Aside from hormonal changes, as they can be observed in acute pain, particularly in the postoperative period or after acute trauma, such negative effects can result in the malfunctions of organs and organ systems:

• Suppression of immune function, which is due to a long lasting consequence of glucocorticoids with a concomitant rise in the susceptibility for bacterial and viral infections (Figure I-1).

• A raise in the vulnerability of the myocardial conduction system with an ensuing ventricular arrhythmia and/or fibrillation.

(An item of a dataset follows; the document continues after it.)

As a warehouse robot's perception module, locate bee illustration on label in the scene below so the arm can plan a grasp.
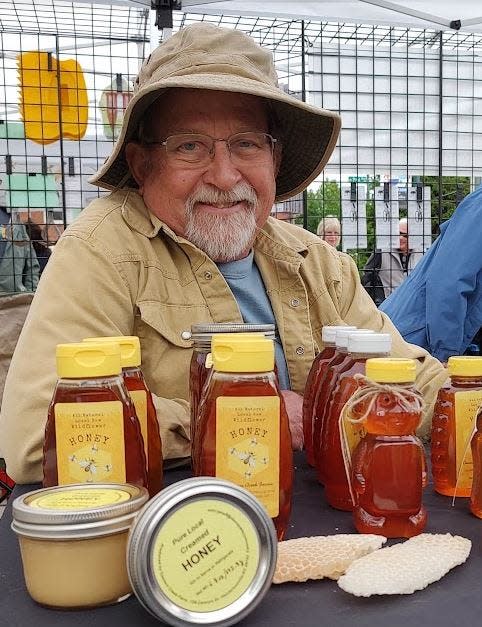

• Pulmonary dysfunctions are one of the main postoperative complications, especially after thoracic and intra-abdominal surgery [2, 3]. Due to insufficient ability to cough, atelectasis develops, which, beside an inadequate ventilationperfusion-ratio with hypoxia, may result in the development of pneumonia,

• Circulatory and metabolic dysfunction lead to an elevation of stroke volume, blood pressure, myocardial metabolism as well as an increase in myocardial oxygen demand,

• Gastrointestinal and urological complications originate in an inhibition of reflex motility, resulting in nausea, emesis and ileus. Pain also induces a reflex-induced hypomotility of the urinal tract, with the sequealae of urinary retention and infection.

• Reflex vasoconstriction in the area of the large joints leads to neglect of use and atrophy with joint stiffening [4].

• Hormonal-related increase in blood viscosity with a decrease in fibrinolysis, especially in the postoperative period in the lower extremities results in the formation of thromboemboli and subsequent pulmonary emboli [4, 5].

• Electrophysiological and morphological changes within the nociceptive system results in the chronification of pain, which may even outlast the actual event [6].

Later, when chronification of pain has developed, it may even become difficult to link it with the actual source [7]. Despite removal of the actual cause, chronification leads to a pain behavior, which requires the entire attention of the patient. Thus, chronified pain has lost its actual function as an alarm signal, because it accompanies the patient over years and even decades [8, 9, 10].

The importance of pain transmission is underlined by the fact that half of all skin nerve fibers with their peripheral nociceptors can be activated by means of thermal (heat or cold), mechanically (push, pressure), and even chemically (acids, lye) stimuli. This for instance is highlighted by the affection of locomotion, where pain has warning function. For instance, after trauma such as bruise, strain, inflammation as well as thermal or electric injury a barrage of so-called pro-nociceptive compounds are being released, which excite the peripheral nociceptors (anatomically free nerve endings). These nociceptors are activated directly or indirectly through different kinins, such as bradykinin, kallidin, T-kinin and/or prostaglandin E. The kinins are body-made compounds the concentration of which is increased through inflammation, tissue damage, or directly through trauma. It is only by inhibition of the enzyme, cyclooxygenase (COX), a necessary step in the formation of prostaglandin from arachidonic acid, peripheral analgesics (NSAIDs) induce their

Figure 1-2. Decrease in prefrontal and thalamic gray matter during chronic pain Adapted from [12]

action. In addition, it has been demonstrated, that aside from their peripheral mode of action, peripheral analgesics also induce a centrally related analgesic effect [11].

Following transition from acute to chronic pain, it can be regarded as an ailment of itself and has to be treated accordingly. This has been demonstrated in patients with chronic pain. By using magnetic resonance imaging (MRI) an irreversible loss of brain tissue has been demonstrated. For instance patients with long-lasting neuropathic pain, showed a reduction in neocortical tissue (prefrontal cortex and thalamus) by as much as 11%, which is equivalent to a loss in the grey matter following 10-20 years of normal ageing. In addition, cortical tissue loss was directly related to the duration of pain. These findings are in accordance with other imaging studies that demonstrated a decrease in brain tissue in the specified areas. These studies provide compelling evidence for the early identification and appropriate management of pain (Figure I-2).